South Korean filmmaker

Kim Byung-woo (born 1980) is a South Korean screenwriter and film director. He is best known for directing the film The Terror Live (2013).

== Personal life ==
Kim majored in Theater & Film at Hanyang University.

On October 16, 2025, it was confirmed that Kim would marry actress and singer Hahm Eun-jung in November. The couple married on November 30, 2025.

== Career ==
Kim is known for making inventive and self-funded films.

In 2001, he made his first five-minute short film Cry on digital video on a shoestring budget.

In 2003, he made his feature debut when he was still a theatre and film student at Hanyang University. The film Anamorphic has the main character searching for a way out after passing through gates and doors into a shadowy netherworld. He self-funded the project at the cost of US$4,000.

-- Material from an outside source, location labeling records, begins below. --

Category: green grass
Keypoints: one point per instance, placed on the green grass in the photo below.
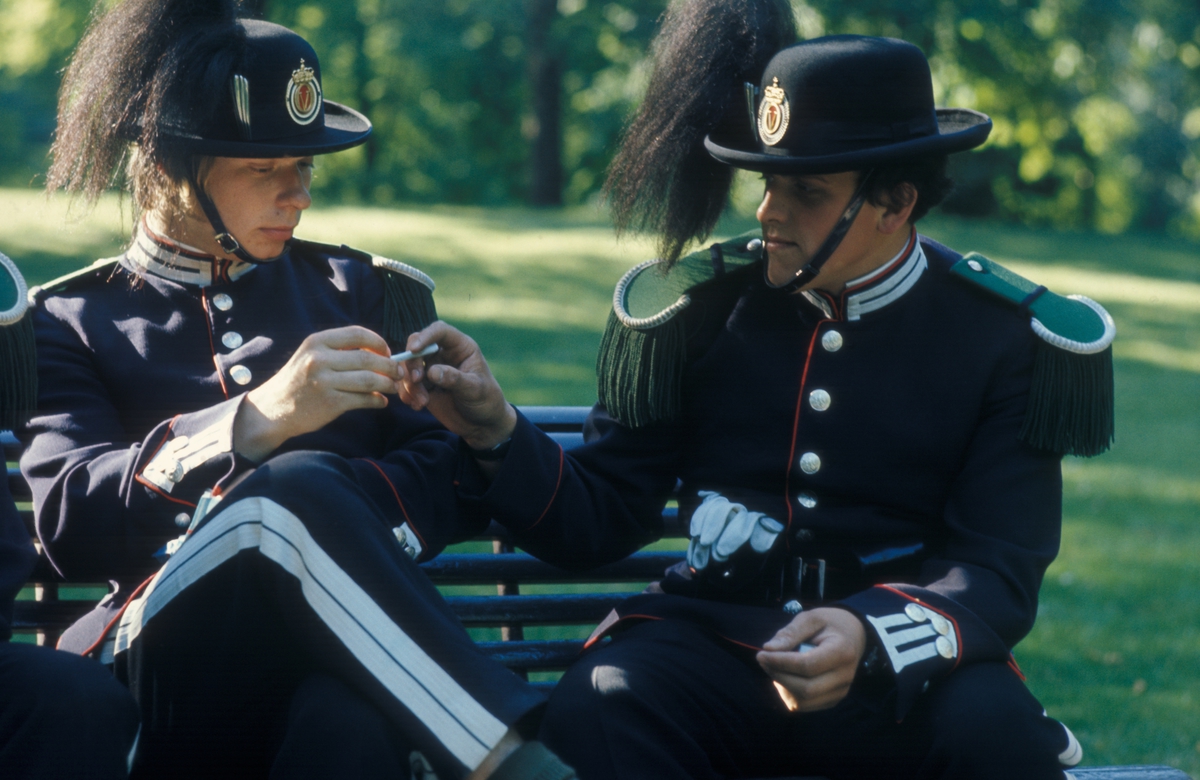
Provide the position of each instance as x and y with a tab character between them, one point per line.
1116	652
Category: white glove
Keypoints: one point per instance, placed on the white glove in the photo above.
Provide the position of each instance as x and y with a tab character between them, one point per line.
719	528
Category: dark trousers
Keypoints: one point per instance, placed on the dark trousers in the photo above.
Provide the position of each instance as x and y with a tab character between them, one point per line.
61	717
291	625
667	701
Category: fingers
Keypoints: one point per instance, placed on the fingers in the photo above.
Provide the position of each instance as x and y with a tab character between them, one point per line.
799	629
349	337
447	336
352	360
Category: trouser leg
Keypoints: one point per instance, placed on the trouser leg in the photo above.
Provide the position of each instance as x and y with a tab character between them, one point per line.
667	700
663	701
333	732
61	715
299	573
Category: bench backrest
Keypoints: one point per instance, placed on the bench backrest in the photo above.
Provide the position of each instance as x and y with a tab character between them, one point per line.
532	604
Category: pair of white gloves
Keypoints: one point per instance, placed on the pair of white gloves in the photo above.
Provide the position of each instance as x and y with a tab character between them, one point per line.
719	528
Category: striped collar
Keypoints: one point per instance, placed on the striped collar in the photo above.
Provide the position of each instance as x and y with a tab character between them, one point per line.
159	256
874	291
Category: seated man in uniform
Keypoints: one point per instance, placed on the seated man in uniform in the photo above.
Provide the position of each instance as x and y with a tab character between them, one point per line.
60	715
868	430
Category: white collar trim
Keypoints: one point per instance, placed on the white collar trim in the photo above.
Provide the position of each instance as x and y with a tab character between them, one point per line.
895	279
178	262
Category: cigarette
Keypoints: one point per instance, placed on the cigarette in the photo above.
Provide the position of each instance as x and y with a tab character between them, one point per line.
401	357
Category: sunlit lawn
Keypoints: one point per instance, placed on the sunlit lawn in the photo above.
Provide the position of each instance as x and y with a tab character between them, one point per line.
1116	652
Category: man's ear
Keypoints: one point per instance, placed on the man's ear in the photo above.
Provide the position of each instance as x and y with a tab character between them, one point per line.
898	208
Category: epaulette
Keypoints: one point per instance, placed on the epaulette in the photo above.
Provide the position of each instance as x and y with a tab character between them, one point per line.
407	292
18	353
1071	408
99	270
642	353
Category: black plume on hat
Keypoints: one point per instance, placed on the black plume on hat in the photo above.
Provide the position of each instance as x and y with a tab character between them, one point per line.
163	75
661	179
849	102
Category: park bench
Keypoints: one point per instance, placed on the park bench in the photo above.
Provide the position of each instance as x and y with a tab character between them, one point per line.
522	592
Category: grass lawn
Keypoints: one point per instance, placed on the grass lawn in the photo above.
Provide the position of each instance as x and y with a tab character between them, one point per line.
1116	651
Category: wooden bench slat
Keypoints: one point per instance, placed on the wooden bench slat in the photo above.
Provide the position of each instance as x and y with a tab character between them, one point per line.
550	654
550	609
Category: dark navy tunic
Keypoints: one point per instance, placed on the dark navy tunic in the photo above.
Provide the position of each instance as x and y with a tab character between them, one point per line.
131	363
885	418
293	623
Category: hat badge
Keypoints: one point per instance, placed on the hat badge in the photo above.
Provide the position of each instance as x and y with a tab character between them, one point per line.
304	95
773	114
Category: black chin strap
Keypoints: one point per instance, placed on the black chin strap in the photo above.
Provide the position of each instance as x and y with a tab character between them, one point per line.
222	237
829	245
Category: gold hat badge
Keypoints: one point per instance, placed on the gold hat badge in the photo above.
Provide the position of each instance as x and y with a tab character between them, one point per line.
304	95
773	114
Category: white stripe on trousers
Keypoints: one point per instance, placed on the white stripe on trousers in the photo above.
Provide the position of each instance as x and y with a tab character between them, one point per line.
465	726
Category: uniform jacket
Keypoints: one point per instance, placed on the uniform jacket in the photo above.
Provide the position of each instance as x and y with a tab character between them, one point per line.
142	365
885	418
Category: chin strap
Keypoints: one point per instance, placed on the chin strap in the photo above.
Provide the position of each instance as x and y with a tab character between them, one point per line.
831	244
222	237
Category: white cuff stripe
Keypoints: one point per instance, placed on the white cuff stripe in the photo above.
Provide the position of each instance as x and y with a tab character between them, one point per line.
939	645
465	726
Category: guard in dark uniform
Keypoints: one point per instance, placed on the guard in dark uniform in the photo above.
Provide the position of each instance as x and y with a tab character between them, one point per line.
216	399
60	715
867	427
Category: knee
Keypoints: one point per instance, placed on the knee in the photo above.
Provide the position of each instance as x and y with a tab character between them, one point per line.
61	691
982	711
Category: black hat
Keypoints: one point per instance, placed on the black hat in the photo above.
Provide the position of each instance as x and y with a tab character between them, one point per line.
274	106
849	102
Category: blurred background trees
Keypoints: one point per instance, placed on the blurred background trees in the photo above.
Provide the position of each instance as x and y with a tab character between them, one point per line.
1096	102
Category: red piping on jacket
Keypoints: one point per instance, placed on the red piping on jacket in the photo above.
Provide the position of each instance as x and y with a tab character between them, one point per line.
396	493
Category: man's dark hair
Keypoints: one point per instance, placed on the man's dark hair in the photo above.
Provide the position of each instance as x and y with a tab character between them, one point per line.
927	175
663	180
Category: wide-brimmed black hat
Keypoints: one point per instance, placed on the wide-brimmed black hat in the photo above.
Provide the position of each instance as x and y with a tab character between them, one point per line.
274	106
847	102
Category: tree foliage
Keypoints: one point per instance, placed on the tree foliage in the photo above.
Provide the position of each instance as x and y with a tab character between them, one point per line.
1096	102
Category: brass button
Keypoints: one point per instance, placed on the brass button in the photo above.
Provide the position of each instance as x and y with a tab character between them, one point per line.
832	341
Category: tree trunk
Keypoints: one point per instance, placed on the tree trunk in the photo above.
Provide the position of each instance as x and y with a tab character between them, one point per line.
545	73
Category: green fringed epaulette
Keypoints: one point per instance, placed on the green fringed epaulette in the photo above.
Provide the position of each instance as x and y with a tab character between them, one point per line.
407	292
18	354
1071	408
642	353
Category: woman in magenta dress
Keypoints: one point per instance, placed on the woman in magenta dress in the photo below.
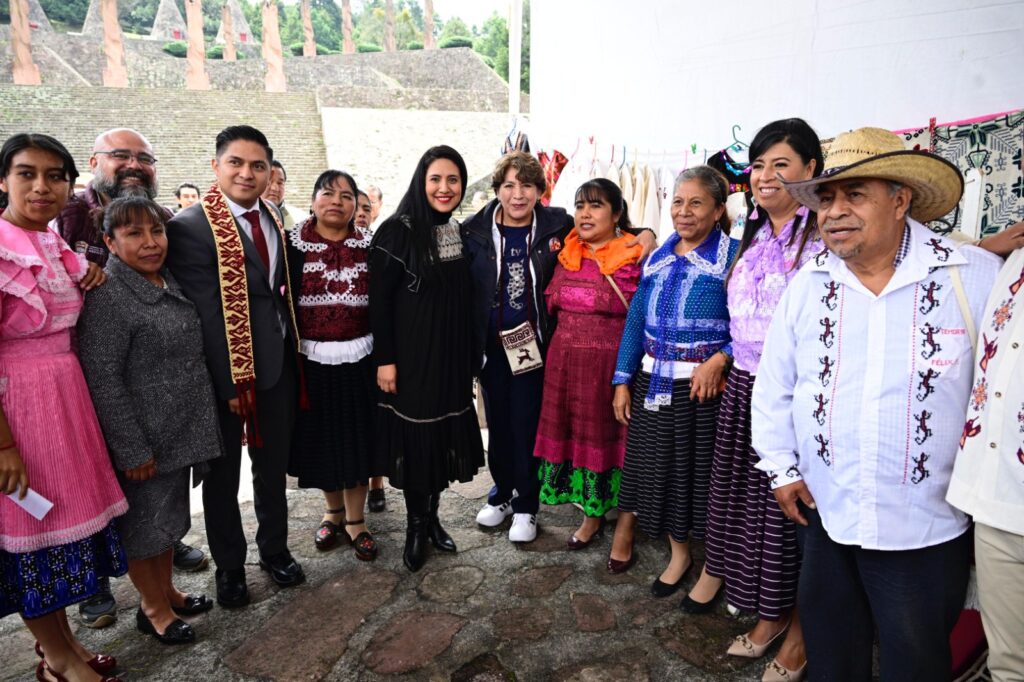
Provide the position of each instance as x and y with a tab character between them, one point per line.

In 2007, his second feature Written, propelled his standing in Korean independent cinema to a new level. Written is a film within a film where the lead character is caught in a hellish predicament when his fate as a character in a script is being determined by others. The self-funded film was shot on high-definition video and cost only US$15,000 to make.

== Filmography ==

| Year | Title | Original title | Credited as |  |  | Notes |
| Director | Writer | Producer |
| 2001 | Cry | - | - | - | - | Short film |
| 2003 | Anamorphic | 아나모픽 | Yes | Yes | Yes | Also editor |
| 2008 | Written | 리튼 | Yes | Yes | Yes | Also editor |
| 2013 | The Terror Live | 더 테러 라이브 | Yes | Yes | No |  |
| 2018 | Take Point | PMC: 더 벙커 | Yes | Yes | No |  |
| 2025 | Omniscient Reader: The Prophecy | 전지적 독자 시점 | Yes | Yes | No |  |
| The Great Flood | 대홍수 | Yes | Yes | No |  |

== Awards ==
- 2013 14th Busan Film Critics Awards: Best New Director (The Terror Live)
- 2013 22nd Buil Film Awards: Best New Director (The Terror Live)
- 2013 22nd Buil Film Awards: Best Screenplay (The Terror Live)
- 2013 34th Blue Dragon Film Awards: Best New Director (The Terror Live)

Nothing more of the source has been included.